Empereur des magazines de mode en France, Vogue dédie sa couverture presque uniquement à des femmes blanches. La dernière fois qu’un mannequin noir posait en une, c’était en mai 2015 avec le top éthiopien Liya Kebede. Et ça n’était pas arrivé depuis le numéro de mars 2010 où la Dominicaine Rose Cordero était à l’honneur. Cinq ans “100 % blanc”, tranquille.

Marie Van de Voorde, directrice du marketing client du groupe Condé Nast France, a observé une baisse des ventes de 15 % par rapport à la moyenne du semestre 2015 sur ce numéro. “C’est une réalité. Cela entraîne une baisse systématique des ventes. D’un point de vue purement mercantile, c’est un risque que l’on prend peu”, reconnaît-elle.

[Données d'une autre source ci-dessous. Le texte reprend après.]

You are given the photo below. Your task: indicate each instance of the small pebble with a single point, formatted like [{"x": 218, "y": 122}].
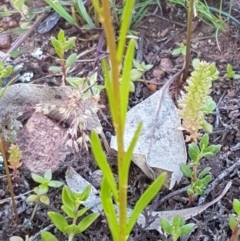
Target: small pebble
[{"x": 5, "y": 42}]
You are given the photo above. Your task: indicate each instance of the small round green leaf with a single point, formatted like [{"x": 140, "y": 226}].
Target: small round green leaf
[
  {"x": 135, "y": 75},
  {"x": 37, "y": 178},
  {"x": 55, "y": 184},
  {"x": 232, "y": 220},
  {"x": 46, "y": 236},
  {"x": 87, "y": 221},
  {"x": 32, "y": 198},
  {"x": 204, "y": 172},
  {"x": 42, "y": 189},
  {"x": 236, "y": 206},
  {"x": 70, "y": 213},
  {"x": 48, "y": 175},
  {"x": 58, "y": 220},
  {"x": 186, "y": 229},
  {"x": 82, "y": 211},
  {"x": 166, "y": 226},
  {"x": 45, "y": 199},
  {"x": 55, "y": 69}
]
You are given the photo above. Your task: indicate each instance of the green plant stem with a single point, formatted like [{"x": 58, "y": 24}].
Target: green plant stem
[
  {"x": 10, "y": 187},
  {"x": 34, "y": 210},
  {"x": 63, "y": 71},
  {"x": 235, "y": 233},
  {"x": 117, "y": 120},
  {"x": 194, "y": 173},
  {"x": 71, "y": 235},
  {"x": 188, "y": 43}
]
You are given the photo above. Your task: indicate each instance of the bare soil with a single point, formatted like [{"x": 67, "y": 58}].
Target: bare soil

Mais quiconque connaît le milieu de la presse sait que ce genre de légère baisse peut facilement s’équilibrer avec la sortie d’un numéro événement, avec une star en couverture par exemple. Rien ne justifie donc cette très large domination de mannequins blancs sur les couvertures de Vogue.

Même politique pour sa version britannique qui n’a fait figurer que deux mannequins noirs en cover depuis douze ans. Il s’agissait de Jourdan Dunn en février 2015 et de Naomi Campbell en 2003. Cette dernière étant le seul mannequin noir à s’être véritablement imposé dans le game en France.

Mauvaise foi et langue de bois

Prix de la pire initiative, le magazine de mode Numéro a publié en mars 2013 une série intitulée “African Queen” incarnée par une femme blanche, maquillée (peinte ?) en noir. Toute la panoplie des clichés de la culture africaine était au rendez-vous : tissus imprimés façon wax, bijoux ethniques, grigris et coiffures exubérantes. Au secours. Le magazine accusé de racisme primaire et son photographe prônant sa liberté artistique se sont renvoyés la balle de la mauvaise foi. Le titre de la série aurait été en fait un malheureux malentendu. Mais le mal est fait.   

Un déséquilibre endémique

Marie (son prénom a été changé) exerce son métier de styliste dans un grand féminin français. Depuis huit ans, ses propositions de mannequins “non blancs” sont inéluctablement rejetées. Pourtant, elle estime que ce sont aussi ces femmes-là qui lisent le magazine : des femmes asiatiques, métisses, aux cheveux bouclés, à la peau noire, aux crânes rasés, avec un 95D… Beauté métissée plutôt que noire, cheveux lissés plutôt que bouclés, peau bronzée plutôt que foncée, s’il vous plaît… les magazines veulent montrer une image maîtrisée de la diversité.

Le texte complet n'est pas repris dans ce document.